Cool! I'll definitely be saving this list for later. What do each of these objects do? I assume VLC media player plays media, by which I mean DVDs? What's the iStat widget and the Omni suite? Will these be available in the App Store?
VLC plays DVDs, but also movie files. It's good to have on the off chance of needing to watch a movie that Quicktime doesn't play, or if you want to make movie playlists. I've also experienced that it would play obscure DVDs with interaction on them that Apple's player didn't understand. Even though the DVD image quality is supposedly better in Apple's player, VLC doesn't respect "unskippable" DVD content, so you can skip the FBI warnings in Czech if you want. Incidentally, the mentioned Perian extension to Quicktime is the core of VLC compiled to a bunch of codecs, which will enable Quicktime to play more content if you prefer that.
iStat is a Dashboard Widget, meaning mini-application that keeps track of every aspect of your Mac, like processor load, temperature, fan speed, disk usage, network and battery. It's just nifty as well as useful.
Omni were some of the first developers outside of Apple to really get the Mac UI thinking right. They have a range of productivity applications for task lists, Gantt diagrams, graphs, flowcharts and - oddly - David Allen's Getting Things Done. I ended up paying them for their task list software after searching far and wide for a free alternative, and haven't regretted it. Like the Mac experience overall, this software just has a level of polish that has saved me many hours since.
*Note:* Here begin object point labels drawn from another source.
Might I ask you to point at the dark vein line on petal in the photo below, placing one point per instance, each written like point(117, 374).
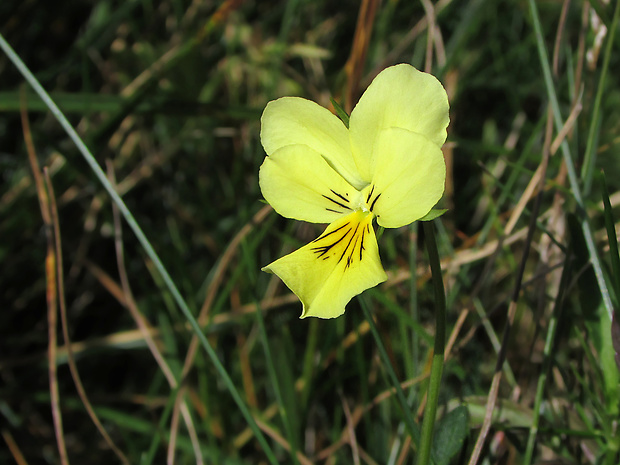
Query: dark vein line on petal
point(336, 202)
point(341, 196)
point(374, 202)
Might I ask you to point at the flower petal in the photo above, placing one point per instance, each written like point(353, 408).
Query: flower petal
point(298, 183)
point(294, 120)
point(402, 97)
point(409, 178)
point(341, 263)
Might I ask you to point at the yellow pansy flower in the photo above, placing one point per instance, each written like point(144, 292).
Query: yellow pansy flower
point(386, 165)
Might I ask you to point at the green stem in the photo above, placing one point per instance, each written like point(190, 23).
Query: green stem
point(406, 409)
point(430, 412)
point(146, 245)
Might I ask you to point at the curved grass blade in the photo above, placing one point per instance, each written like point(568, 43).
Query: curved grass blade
point(146, 245)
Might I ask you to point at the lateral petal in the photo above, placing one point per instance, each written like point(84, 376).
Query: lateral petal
point(402, 97)
point(294, 120)
point(341, 263)
point(298, 183)
point(409, 177)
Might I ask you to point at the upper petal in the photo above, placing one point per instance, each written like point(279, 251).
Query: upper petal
point(402, 97)
point(409, 177)
point(294, 120)
point(298, 183)
point(341, 263)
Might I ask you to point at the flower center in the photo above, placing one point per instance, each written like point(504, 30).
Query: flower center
point(368, 198)
point(343, 240)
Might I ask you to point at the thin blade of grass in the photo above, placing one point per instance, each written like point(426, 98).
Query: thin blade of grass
point(144, 242)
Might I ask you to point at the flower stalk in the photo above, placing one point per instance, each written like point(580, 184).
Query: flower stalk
point(439, 347)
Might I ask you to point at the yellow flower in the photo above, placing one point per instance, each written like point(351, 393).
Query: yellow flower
point(387, 165)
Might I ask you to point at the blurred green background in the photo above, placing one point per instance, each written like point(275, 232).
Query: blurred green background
point(168, 95)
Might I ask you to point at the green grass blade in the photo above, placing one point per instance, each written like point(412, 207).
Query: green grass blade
point(589, 161)
point(570, 167)
point(133, 224)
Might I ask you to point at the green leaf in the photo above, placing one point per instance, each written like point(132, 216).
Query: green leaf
point(450, 435)
point(434, 213)
point(342, 114)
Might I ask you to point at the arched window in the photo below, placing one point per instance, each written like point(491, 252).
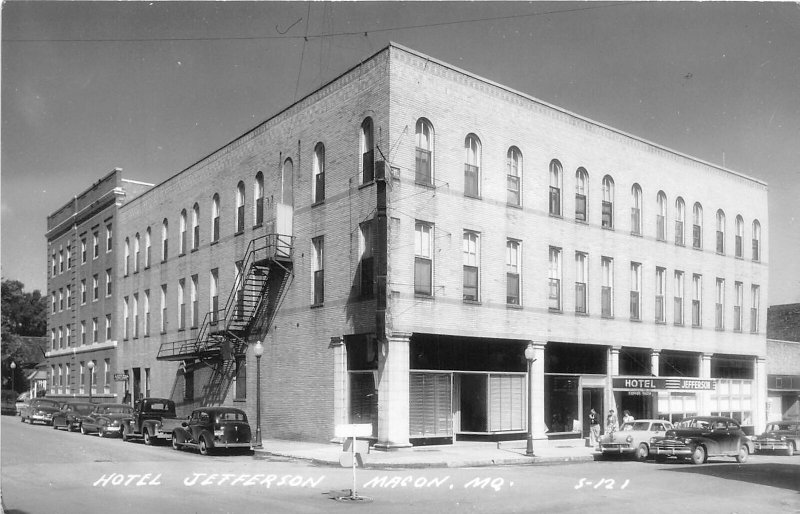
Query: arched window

The Omni group have their software on the app store, but the VLC stuff are open source projects you'll have to google. They do have easy installers, though.
I just remembered that I use Colloquy, which is also free, for IRC chat, and Firefox's FireFTP extension for FTP. Forgot to mention it, but what CleanArchiver does is make zipped archives to send to Windows users. Apple's own zip tool includes some Mac-specific hidden files that show up on Windows and can be confusing.
Whew. I've been thinking of compiling this stuff somewhere, but there are good sites for beginners already, like Macrumors.com. Again, good luck.